Media Communications Lab Begins Research Projects with Google Glass
Google Glass provides a great foundation for developing various Computer Vision algorithms and applications. Our group is now actively working on a number of different problems and has several pending algorithms to be implemented on this exciting platform.
One objective is to perform landmark recognition, object recognition, and facial recognition. These applications can help people in numerous aspects of their lives, ranging from tourist navigation to hardware training. With object detection and augmented reality, we can provide tools to train junior engineers with visual instruction instead of verbal guidance. We believe this could effectively improve the quality of training while reducing its cost.

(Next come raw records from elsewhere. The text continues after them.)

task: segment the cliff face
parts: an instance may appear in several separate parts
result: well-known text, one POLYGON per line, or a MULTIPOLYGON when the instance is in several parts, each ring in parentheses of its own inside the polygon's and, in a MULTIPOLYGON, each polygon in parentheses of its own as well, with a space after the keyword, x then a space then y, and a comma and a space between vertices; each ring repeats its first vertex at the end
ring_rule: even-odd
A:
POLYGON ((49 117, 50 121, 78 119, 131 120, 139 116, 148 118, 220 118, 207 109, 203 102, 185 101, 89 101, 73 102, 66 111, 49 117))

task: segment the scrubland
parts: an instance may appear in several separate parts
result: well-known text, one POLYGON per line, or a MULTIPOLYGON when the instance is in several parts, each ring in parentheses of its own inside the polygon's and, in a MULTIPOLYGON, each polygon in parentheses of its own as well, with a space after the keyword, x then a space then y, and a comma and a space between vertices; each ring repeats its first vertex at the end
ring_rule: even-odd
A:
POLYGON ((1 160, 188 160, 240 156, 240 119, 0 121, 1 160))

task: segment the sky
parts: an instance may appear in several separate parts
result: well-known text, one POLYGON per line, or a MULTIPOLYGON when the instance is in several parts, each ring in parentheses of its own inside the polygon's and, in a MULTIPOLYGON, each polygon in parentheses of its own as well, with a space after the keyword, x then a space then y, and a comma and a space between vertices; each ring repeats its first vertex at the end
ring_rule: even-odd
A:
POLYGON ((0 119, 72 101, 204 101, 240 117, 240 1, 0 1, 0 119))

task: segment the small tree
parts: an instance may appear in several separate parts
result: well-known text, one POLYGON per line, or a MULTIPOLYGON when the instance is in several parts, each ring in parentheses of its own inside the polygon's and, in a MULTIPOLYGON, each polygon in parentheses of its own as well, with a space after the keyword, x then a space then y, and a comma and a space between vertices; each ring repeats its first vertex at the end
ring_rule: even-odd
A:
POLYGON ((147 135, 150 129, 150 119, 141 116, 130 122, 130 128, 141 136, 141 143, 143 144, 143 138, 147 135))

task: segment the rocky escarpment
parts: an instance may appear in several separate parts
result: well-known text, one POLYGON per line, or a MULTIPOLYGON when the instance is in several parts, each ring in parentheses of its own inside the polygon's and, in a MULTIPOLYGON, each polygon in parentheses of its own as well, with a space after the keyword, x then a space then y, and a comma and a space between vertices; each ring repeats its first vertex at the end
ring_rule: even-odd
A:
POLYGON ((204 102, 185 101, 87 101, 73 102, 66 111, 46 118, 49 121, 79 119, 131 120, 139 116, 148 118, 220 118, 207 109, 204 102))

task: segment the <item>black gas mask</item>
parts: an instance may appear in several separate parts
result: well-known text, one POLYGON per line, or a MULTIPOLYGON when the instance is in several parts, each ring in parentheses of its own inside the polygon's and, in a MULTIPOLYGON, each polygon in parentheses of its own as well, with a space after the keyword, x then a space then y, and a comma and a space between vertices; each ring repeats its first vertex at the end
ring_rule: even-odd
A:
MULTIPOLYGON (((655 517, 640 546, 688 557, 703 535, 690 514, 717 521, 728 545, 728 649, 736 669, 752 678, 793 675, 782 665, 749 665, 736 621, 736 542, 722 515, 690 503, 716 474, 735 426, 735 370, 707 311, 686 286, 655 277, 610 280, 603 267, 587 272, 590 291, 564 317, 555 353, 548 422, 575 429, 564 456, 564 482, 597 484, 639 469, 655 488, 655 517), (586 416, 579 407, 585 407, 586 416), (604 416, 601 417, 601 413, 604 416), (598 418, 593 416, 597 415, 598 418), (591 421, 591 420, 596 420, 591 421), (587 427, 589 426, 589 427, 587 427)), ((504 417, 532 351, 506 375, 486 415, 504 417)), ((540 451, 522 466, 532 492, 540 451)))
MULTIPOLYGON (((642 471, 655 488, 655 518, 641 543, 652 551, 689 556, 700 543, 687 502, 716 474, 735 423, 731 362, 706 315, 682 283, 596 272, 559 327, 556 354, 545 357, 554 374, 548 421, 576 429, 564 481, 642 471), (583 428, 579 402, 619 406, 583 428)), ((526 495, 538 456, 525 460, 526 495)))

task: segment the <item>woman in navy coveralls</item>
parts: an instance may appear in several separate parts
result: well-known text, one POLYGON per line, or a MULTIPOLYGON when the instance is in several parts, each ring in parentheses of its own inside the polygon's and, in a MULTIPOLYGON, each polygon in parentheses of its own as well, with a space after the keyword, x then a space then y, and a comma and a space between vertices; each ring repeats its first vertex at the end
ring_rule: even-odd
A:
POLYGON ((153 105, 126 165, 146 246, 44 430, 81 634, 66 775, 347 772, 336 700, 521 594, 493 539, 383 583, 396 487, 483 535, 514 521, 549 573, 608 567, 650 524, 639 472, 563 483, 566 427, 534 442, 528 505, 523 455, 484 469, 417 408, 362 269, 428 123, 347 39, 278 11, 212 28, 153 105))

Google Glass is also a promising venue in the application of information retrieval. In an ideal scenario, Glass would be able to pull up information on whatever the viewer sees. Traveling to a new place would mean automatically recognizing it and displaying pertinent local information, such as nearby restaurants or places of interest. Catching a glimpse of a movie poster would allow instant identification of the movie and an option to play the trailer. There are no limits in application, but important challenges exist throughout the process of recognition, retrieval, curation, and display of such content.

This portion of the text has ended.